Festa del Santuario |
S.E. Gualtiero Sigismondi |
Omelia di S.E.
Gualtiero Sigismondi,
vescovo di Orvieto-Todi
Festa del Santuario
Collevalenza - 25 settembre 2022
Dio, ricco di misericordia": questa è l’acclamazione con la quale l’autore della Lettera gli Efesini confessa che Dio, "per il grande amore con il quale ci ha amato, da morti che eravamo per le colpe, ci ha fatto rivivere con Cristo" (Ef 2,4-5).

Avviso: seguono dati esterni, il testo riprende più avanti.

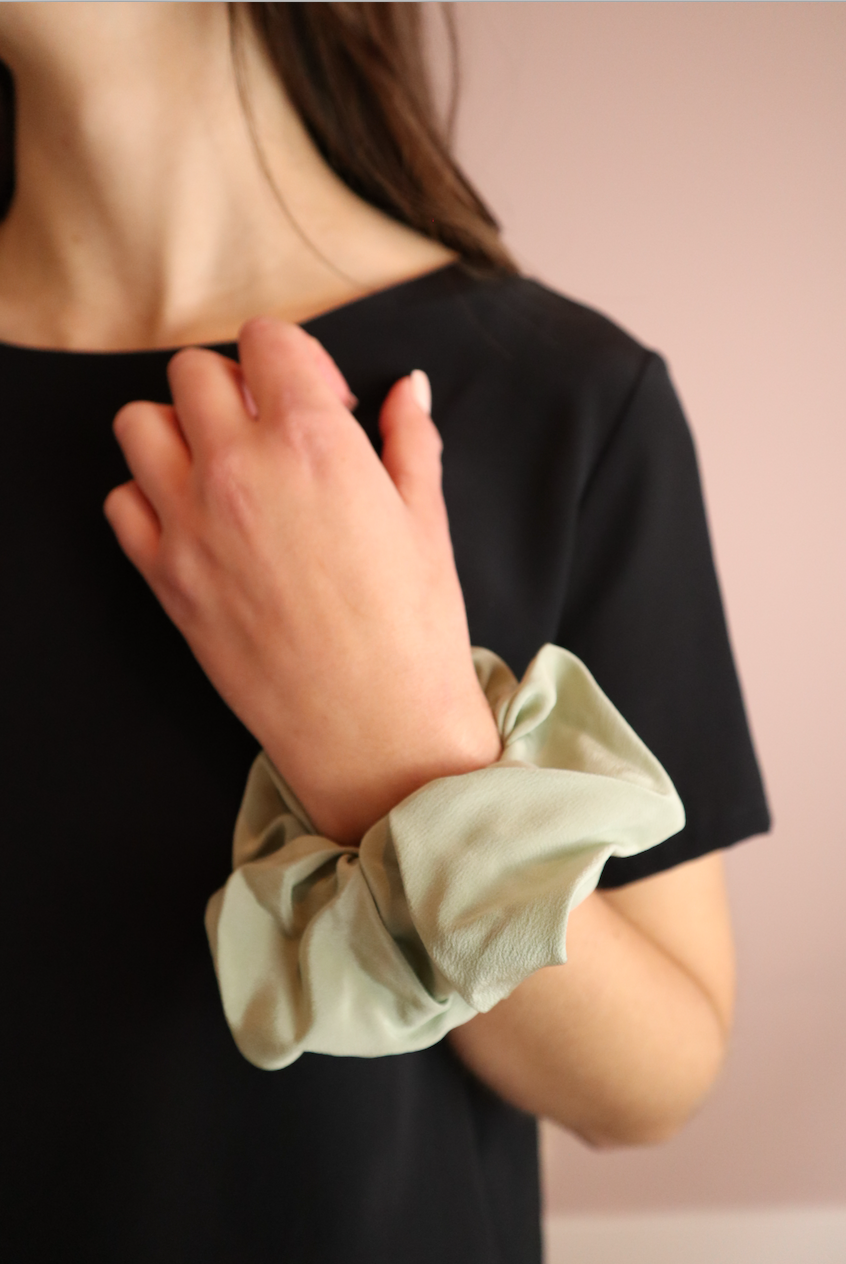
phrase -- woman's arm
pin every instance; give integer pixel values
(624, 1042)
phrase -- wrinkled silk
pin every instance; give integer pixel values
(454, 898)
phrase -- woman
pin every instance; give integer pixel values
(166, 191)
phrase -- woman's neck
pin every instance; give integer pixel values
(142, 212)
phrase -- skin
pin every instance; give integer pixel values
(142, 219)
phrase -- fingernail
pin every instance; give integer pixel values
(421, 389)
(252, 407)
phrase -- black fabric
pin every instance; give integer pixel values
(133, 1131)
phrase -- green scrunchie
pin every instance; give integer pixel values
(454, 898)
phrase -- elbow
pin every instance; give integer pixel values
(651, 1118)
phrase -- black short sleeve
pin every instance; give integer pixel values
(643, 609)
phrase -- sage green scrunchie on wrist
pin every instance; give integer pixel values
(454, 898)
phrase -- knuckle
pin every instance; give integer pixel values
(177, 579)
(226, 483)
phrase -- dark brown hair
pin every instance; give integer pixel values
(357, 76)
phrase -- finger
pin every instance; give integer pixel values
(209, 398)
(135, 525)
(331, 374)
(154, 449)
(411, 445)
(288, 373)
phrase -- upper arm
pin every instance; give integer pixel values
(684, 911)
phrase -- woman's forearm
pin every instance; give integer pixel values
(621, 1043)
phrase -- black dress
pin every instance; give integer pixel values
(133, 1130)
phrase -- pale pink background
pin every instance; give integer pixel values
(682, 167)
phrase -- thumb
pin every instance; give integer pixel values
(411, 445)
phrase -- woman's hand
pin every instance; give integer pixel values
(314, 583)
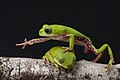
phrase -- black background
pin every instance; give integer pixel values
(100, 20)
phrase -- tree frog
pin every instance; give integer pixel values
(73, 36)
(68, 34)
(58, 57)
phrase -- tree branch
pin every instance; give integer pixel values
(37, 69)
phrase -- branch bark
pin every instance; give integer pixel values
(36, 69)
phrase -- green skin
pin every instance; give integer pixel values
(73, 37)
(58, 57)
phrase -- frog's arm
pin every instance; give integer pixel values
(102, 49)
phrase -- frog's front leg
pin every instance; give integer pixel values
(71, 42)
(102, 49)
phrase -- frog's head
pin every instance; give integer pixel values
(51, 30)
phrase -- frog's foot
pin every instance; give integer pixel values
(68, 50)
(109, 68)
(97, 58)
(46, 60)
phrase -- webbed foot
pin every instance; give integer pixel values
(67, 49)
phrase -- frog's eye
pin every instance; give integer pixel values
(48, 30)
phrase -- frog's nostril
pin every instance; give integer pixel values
(40, 31)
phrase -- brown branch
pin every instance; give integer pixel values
(37, 69)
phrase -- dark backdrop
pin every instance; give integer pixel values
(100, 20)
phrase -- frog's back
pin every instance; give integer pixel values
(61, 29)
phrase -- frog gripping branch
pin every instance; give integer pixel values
(74, 37)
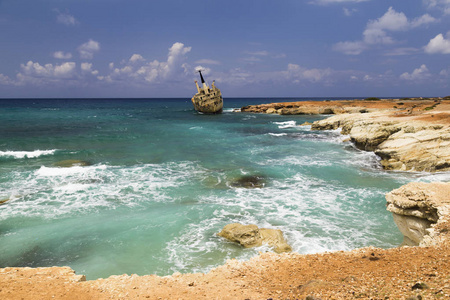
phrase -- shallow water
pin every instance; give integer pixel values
(161, 184)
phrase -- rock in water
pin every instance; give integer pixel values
(249, 182)
(416, 208)
(72, 163)
(252, 236)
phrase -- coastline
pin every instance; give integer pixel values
(400, 135)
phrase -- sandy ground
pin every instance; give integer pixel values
(369, 273)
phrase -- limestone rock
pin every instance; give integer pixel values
(249, 181)
(252, 236)
(72, 163)
(417, 207)
(404, 146)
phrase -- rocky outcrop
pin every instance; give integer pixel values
(421, 212)
(304, 108)
(252, 236)
(402, 145)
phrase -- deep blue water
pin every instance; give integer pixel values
(163, 181)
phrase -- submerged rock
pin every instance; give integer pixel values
(251, 236)
(249, 182)
(72, 163)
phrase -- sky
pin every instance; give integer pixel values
(251, 48)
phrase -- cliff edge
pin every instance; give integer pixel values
(415, 136)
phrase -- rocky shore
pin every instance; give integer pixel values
(407, 135)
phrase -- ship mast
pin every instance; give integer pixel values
(205, 87)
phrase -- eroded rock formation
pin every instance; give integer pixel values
(252, 236)
(418, 208)
(402, 144)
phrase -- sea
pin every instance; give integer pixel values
(162, 180)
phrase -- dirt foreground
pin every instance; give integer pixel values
(367, 273)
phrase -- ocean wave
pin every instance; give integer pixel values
(277, 134)
(52, 192)
(27, 154)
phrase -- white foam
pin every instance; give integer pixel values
(277, 134)
(54, 192)
(28, 154)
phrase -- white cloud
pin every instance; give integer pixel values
(377, 31)
(136, 57)
(205, 71)
(34, 69)
(349, 11)
(87, 68)
(258, 53)
(208, 61)
(65, 19)
(438, 45)
(445, 72)
(5, 80)
(423, 20)
(442, 5)
(88, 49)
(417, 75)
(350, 48)
(298, 73)
(402, 51)
(138, 70)
(62, 55)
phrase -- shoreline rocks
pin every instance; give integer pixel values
(419, 210)
(251, 236)
(411, 145)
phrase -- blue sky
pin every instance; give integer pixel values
(252, 48)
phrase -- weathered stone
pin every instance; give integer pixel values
(72, 163)
(249, 181)
(402, 146)
(252, 236)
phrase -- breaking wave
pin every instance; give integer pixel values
(26, 154)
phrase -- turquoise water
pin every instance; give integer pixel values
(162, 183)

Il termine "misericordia" è composto da due parole, "miseria" e "cuore", riferite, rispettivamente, all’uomo e a Dio. Il cuore di Dio batte forte "per noi uomini e per la nostra salvezza": "Egli manifesta la sua onnipotenza soprattutto con la misericordia e il perdono". "La misericordia è saperci amati nella nostra miseria. Non si può capire la misericordia – avverte Papa Francesco – se non si capisce la propria miseria (…). Con la misericordia di Dio può parlare soltanto la nostra miseria. Se qualcuno di noi pensa di arrivare alla misericordia per un altro cammino, che non sia la propria miseria, ha sbagliato strada (…). Misericordia è l’esperienza di sentirci accolti, rimessi in piedi, rafforzati, guariti, incoraggiati. Essere perdonati è sperimentare qui e ora ciò che più si avvicina alla Risurrezione. Il perdono è passare dalla morte alla vita, dall’esperienza dell’angoscia e della colpa a quella della libertà e della gioia (…). Nella propria miseria sempre troveremo una luce che è la strada per andare al Signore: è Lui che fa la luce nella miseria. Può custodire la bellezza della misericordia chi è consapevole della propria miseria".
Fratelli e
sorelle carissimi, la miseria appartiene alla debolezza della natura umana.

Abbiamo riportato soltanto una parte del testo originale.